Perhaps the most singularly impressive results came on Sept. 5, at another of the year’s few live auctions. The event, at the historic Hampton Court in London, featured 15 superlative classics in Gooding & Company’s first international sale. The auction had been canceled in April, but “we saw a window of opportunity and seized it,” said David Gooding, the company’s president.

As it turned out, proceeds topped $44 million, with a 93 percent sell-through rate. Records were reported for a highest average price per car, $3.1 million, and for the highest auction amount yet for a Bugatti — $12.7 million for a 1934 Type 59 sports car. The Bugatti also drew the highest price for a publicly sold collector car in 2020, Gooding & Company said.
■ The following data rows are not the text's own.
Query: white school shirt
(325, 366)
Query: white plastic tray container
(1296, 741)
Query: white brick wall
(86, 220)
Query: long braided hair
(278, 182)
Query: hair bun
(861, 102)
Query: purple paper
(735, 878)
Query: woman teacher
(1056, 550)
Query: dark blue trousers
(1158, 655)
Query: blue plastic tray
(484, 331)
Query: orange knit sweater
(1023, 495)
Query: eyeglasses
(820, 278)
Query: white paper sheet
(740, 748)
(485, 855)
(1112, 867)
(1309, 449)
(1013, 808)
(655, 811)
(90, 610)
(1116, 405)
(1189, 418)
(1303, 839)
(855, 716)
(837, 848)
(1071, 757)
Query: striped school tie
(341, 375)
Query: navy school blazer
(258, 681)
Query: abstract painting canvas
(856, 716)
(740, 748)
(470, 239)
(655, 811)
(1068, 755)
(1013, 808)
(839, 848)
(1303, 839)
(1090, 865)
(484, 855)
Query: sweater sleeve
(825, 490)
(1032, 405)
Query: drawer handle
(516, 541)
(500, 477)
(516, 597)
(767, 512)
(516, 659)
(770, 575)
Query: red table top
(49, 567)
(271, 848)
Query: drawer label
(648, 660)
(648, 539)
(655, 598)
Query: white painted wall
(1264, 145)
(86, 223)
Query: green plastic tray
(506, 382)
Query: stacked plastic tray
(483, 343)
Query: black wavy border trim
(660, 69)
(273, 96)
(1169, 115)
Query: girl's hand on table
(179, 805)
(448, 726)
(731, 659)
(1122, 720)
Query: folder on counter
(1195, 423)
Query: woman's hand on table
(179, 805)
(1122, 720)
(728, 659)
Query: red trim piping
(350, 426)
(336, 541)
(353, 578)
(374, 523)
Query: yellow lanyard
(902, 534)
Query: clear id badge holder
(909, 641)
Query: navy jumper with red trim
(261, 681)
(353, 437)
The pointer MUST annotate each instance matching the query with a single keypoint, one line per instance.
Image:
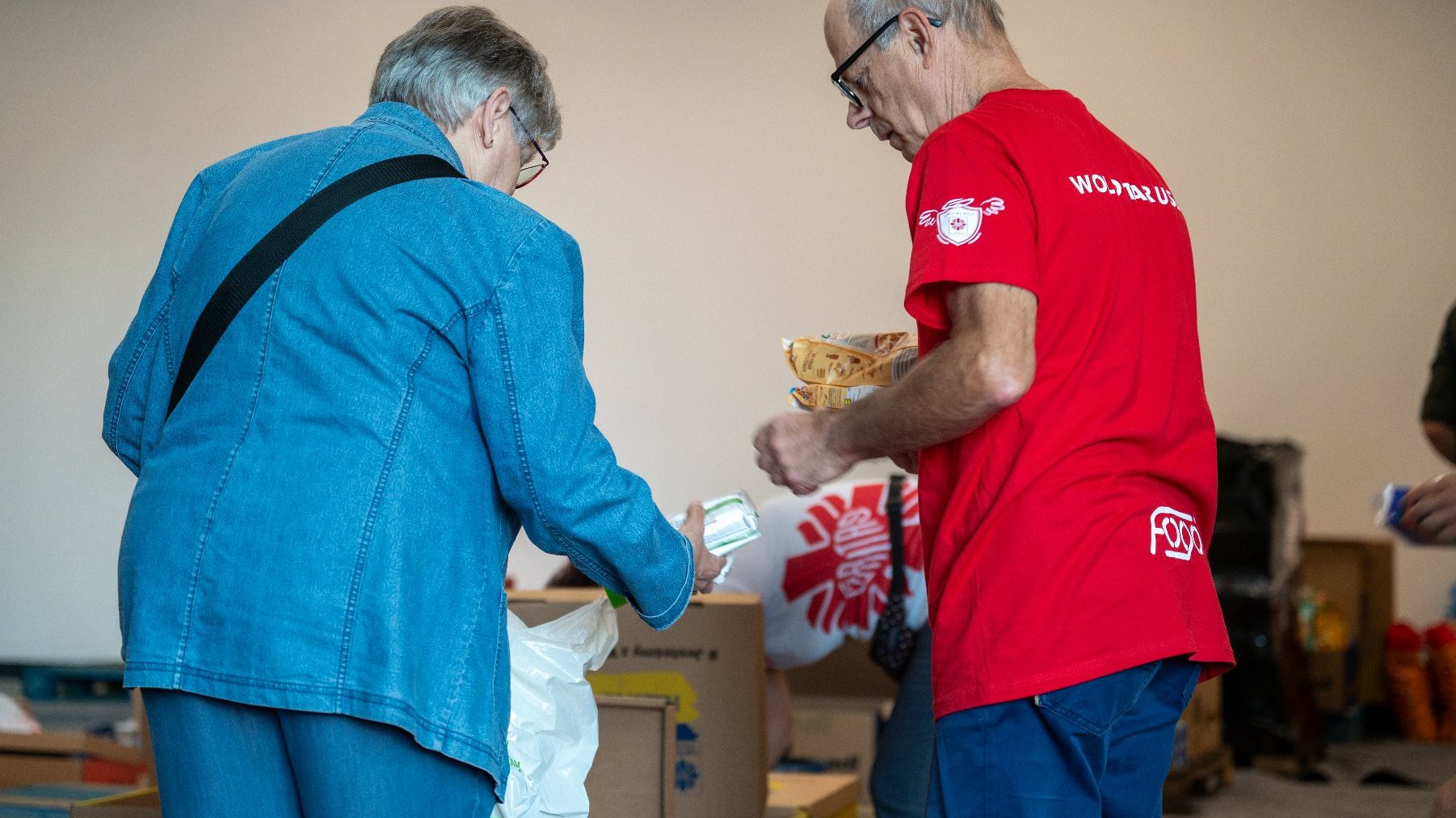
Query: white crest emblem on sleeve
(958, 221)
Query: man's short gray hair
(455, 59)
(971, 16)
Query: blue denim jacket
(323, 522)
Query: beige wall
(722, 204)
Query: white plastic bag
(552, 736)
(15, 719)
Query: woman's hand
(706, 567)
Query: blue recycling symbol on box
(686, 776)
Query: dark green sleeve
(1441, 395)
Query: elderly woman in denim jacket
(314, 562)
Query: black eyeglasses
(838, 78)
(533, 169)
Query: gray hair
(455, 59)
(971, 16)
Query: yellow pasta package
(818, 396)
(852, 360)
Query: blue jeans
(900, 778)
(1100, 749)
(223, 760)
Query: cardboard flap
(70, 744)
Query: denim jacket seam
(457, 670)
(191, 221)
(372, 515)
(124, 388)
(402, 124)
(566, 543)
(228, 471)
(183, 669)
(328, 166)
(686, 591)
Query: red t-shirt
(1067, 536)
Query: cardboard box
(1205, 719)
(839, 734)
(139, 803)
(53, 799)
(1357, 577)
(637, 753)
(65, 757)
(848, 671)
(802, 795)
(711, 667)
(632, 774)
(1332, 678)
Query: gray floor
(1254, 794)
(1258, 794)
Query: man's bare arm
(986, 366)
(1443, 438)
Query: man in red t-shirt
(1065, 444)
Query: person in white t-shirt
(824, 573)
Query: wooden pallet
(1200, 778)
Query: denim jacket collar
(412, 120)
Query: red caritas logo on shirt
(960, 221)
(846, 571)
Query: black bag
(258, 265)
(894, 640)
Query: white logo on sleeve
(960, 220)
(1180, 533)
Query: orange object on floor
(1410, 683)
(1441, 640)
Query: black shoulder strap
(894, 508)
(268, 254)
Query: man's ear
(494, 117)
(920, 34)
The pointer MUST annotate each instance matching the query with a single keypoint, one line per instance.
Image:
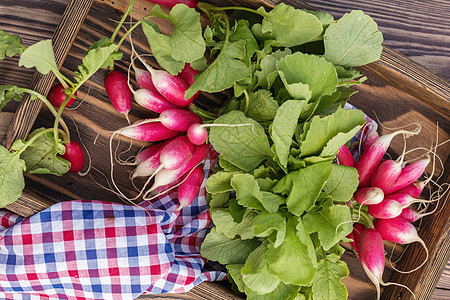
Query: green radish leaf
(291, 261)
(10, 92)
(282, 291)
(104, 42)
(41, 158)
(243, 32)
(95, 58)
(283, 128)
(261, 107)
(288, 26)
(218, 247)
(219, 182)
(327, 283)
(343, 182)
(325, 222)
(354, 40)
(305, 74)
(234, 271)
(303, 186)
(39, 56)
(327, 134)
(247, 191)
(256, 274)
(224, 222)
(228, 68)
(272, 225)
(10, 45)
(12, 182)
(243, 146)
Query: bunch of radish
(387, 189)
(174, 159)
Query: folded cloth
(85, 249)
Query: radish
(413, 189)
(172, 3)
(143, 78)
(370, 159)
(410, 215)
(401, 231)
(386, 174)
(198, 134)
(75, 155)
(187, 74)
(372, 256)
(358, 228)
(409, 174)
(57, 95)
(166, 176)
(386, 209)
(344, 157)
(371, 136)
(152, 101)
(189, 188)
(368, 196)
(171, 87)
(145, 131)
(116, 85)
(146, 153)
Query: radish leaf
(288, 26)
(218, 247)
(342, 183)
(11, 176)
(325, 221)
(41, 158)
(243, 146)
(303, 186)
(327, 283)
(354, 40)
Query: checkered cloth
(86, 249)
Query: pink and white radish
(371, 136)
(187, 74)
(172, 3)
(409, 174)
(75, 155)
(166, 176)
(189, 187)
(369, 160)
(368, 195)
(152, 101)
(198, 134)
(116, 85)
(147, 131)
(171, 87)
(413, 189)
(344, 157)
(373, 259)
(57, 95)
(386, 174)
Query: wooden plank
(63, 38)
(397, 104)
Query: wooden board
(398, 90)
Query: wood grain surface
(395, 90)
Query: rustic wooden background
(419, 30)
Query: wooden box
(397, 92)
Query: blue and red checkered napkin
(85, 249)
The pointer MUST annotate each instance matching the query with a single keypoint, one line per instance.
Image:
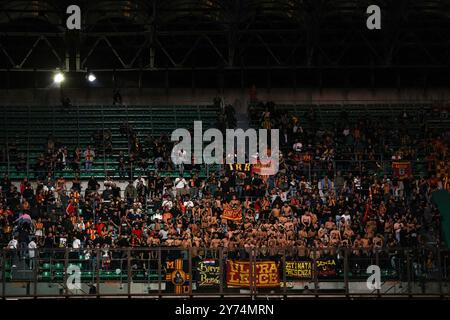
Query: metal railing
(200, 272)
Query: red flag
(368, 207)
(70, 210)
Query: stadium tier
(26, 132)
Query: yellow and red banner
(232, 213)
(264, 275)
(402, 169)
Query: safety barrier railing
(199, 272)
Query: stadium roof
(233, 35)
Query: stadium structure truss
(280, 42)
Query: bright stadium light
(58, 77)
(92, 77)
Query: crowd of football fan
(356, 208)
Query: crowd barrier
(202, 272)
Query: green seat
(58, 266)
(46, 275)
(46, 266)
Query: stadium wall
(179, 96)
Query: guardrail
(200, 272)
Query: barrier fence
(201, 272)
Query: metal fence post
(3, 255)
(346, 284)
(316, 279)
(66, 264)
(408, 270)
(221, 271)
(439, 270)
(283, 265)
(129, 272)
(36, 270)
(97, 252)
(159, 271)
(190, 270)
(377, 262)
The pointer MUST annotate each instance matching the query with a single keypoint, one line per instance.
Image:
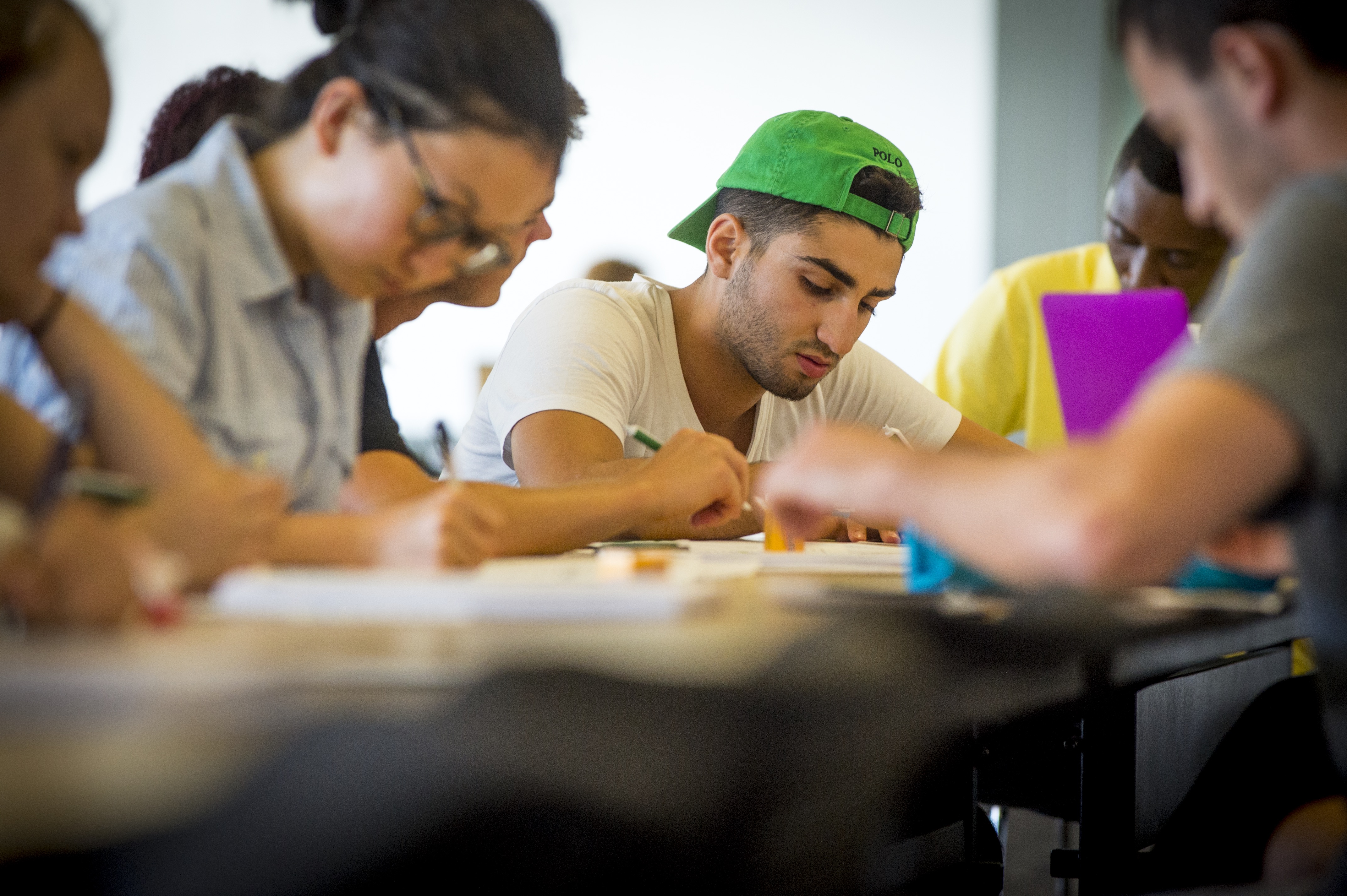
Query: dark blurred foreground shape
(846, 769)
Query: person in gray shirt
(1251, 424)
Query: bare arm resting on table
(557, 447)
(1195, 458)
(411, 521)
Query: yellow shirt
(996, 367)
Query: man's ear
(1249, 61)
(725, 241)
(337, 106)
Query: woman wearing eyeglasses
(419, 153)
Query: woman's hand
(1259, 549)
(216, 523)
(74, 571)
(833, 467)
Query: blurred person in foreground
(1242, 448)
(69, 559)
(803, 239)
(388, 169)
(996, 367)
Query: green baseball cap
(810, 157)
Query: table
(107, 736)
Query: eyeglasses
(441, 220)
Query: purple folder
(1104, 345)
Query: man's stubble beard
(749, 333)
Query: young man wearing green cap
(803, 237)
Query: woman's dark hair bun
(442, 65)
(333, 15)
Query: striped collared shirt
(189, 272)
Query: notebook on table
(1105, 346)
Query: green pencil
(655, 444)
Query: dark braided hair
(445, 65)
(1152, 157)
(193, 108)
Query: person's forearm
(134, 424)
(324, 539)
(972, 437)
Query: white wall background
(674, 89)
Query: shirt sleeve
(875, 392)
(1282, 329)
(573, 350)
(27, 378)
(143, 298)
(983, 367)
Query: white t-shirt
(608, 350)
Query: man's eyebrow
(848, 280)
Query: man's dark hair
(1183, 29)
(445, 65)
(26, 49)
(1152, 157)
(196, 107)
(767, 217)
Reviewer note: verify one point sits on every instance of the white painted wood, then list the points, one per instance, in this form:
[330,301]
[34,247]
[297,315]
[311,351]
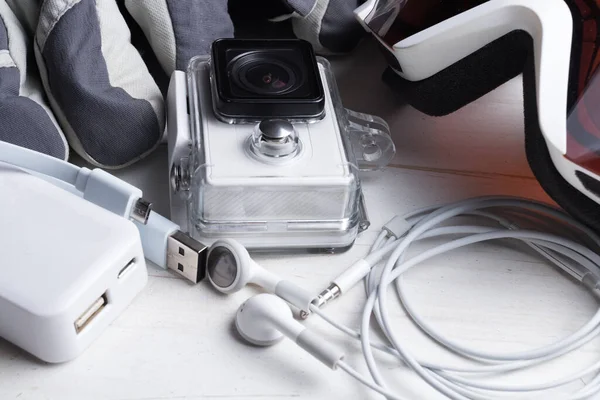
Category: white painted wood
[177,342]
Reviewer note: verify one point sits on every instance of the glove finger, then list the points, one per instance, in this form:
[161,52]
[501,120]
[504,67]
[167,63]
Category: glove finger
[181,29]
[25,119]
[99,87]
[330,25]
[27,12]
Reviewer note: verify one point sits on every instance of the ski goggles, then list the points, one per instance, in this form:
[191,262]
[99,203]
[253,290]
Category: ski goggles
[445,54]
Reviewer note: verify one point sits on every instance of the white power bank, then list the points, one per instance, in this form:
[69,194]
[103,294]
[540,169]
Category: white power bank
[68,268]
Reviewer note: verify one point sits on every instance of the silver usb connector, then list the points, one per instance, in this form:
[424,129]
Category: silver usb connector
[186,256]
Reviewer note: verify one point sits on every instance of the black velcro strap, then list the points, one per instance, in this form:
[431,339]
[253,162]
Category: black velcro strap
[467,80]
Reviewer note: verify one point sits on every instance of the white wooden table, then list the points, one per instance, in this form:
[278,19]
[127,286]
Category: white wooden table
[177,341]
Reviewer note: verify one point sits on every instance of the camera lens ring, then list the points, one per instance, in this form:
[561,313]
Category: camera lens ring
[260,73]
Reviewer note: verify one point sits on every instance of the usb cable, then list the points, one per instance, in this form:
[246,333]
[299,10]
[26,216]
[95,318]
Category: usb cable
[163,241]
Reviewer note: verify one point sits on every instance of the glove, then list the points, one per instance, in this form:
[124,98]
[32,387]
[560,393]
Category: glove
[68,70]
[96,83]
[25,117]
[329,25]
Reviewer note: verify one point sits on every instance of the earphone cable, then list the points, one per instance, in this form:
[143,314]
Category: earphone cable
[502,216]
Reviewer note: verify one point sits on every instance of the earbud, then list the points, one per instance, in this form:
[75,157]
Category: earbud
[265,319]
[230,268]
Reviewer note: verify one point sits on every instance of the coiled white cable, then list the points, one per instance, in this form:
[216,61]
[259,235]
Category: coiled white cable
[502,215]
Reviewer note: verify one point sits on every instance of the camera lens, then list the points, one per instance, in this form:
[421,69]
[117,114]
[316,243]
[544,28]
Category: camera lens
[260,74]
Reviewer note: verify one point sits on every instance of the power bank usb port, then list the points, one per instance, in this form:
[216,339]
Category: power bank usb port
[91,313]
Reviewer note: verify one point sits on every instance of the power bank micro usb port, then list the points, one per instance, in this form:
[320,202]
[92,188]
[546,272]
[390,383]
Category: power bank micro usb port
[91,313]
[127,268]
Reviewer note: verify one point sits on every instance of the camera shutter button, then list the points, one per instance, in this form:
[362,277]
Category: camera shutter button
[276,129]
[275,139]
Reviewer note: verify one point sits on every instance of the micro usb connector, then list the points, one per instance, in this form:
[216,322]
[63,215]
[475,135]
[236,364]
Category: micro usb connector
[186,256]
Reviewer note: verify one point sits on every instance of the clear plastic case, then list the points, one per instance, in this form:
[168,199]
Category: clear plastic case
[311,199]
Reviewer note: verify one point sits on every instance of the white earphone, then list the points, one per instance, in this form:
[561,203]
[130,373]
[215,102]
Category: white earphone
[265,319]
[229,268]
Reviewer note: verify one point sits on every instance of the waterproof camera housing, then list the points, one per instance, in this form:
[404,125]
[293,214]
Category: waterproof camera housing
[262,150]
Even so, “2020 was rough — the whole live auction industry was down,” Mr. Gooding said. His firm, based in Santa Monica, Calif., grossed some $125 million, well below its best years, he said, “but we feel grateful for what we still managed to accomplish and for what we learned.” For example, the pandemic prompted the company to hasten its introduction of Geared Online, a web platform featuring both vintage cars and automotive memorabilia.

Hagerty, a firm in Traverse City, Mich., that insures collector cars and specialty vehicles and tracks market data, believes the volume of collectible automobiles that changed hands in 2020 rose as much as 14 percent, with most sales online and in personal “private treaty” transactions.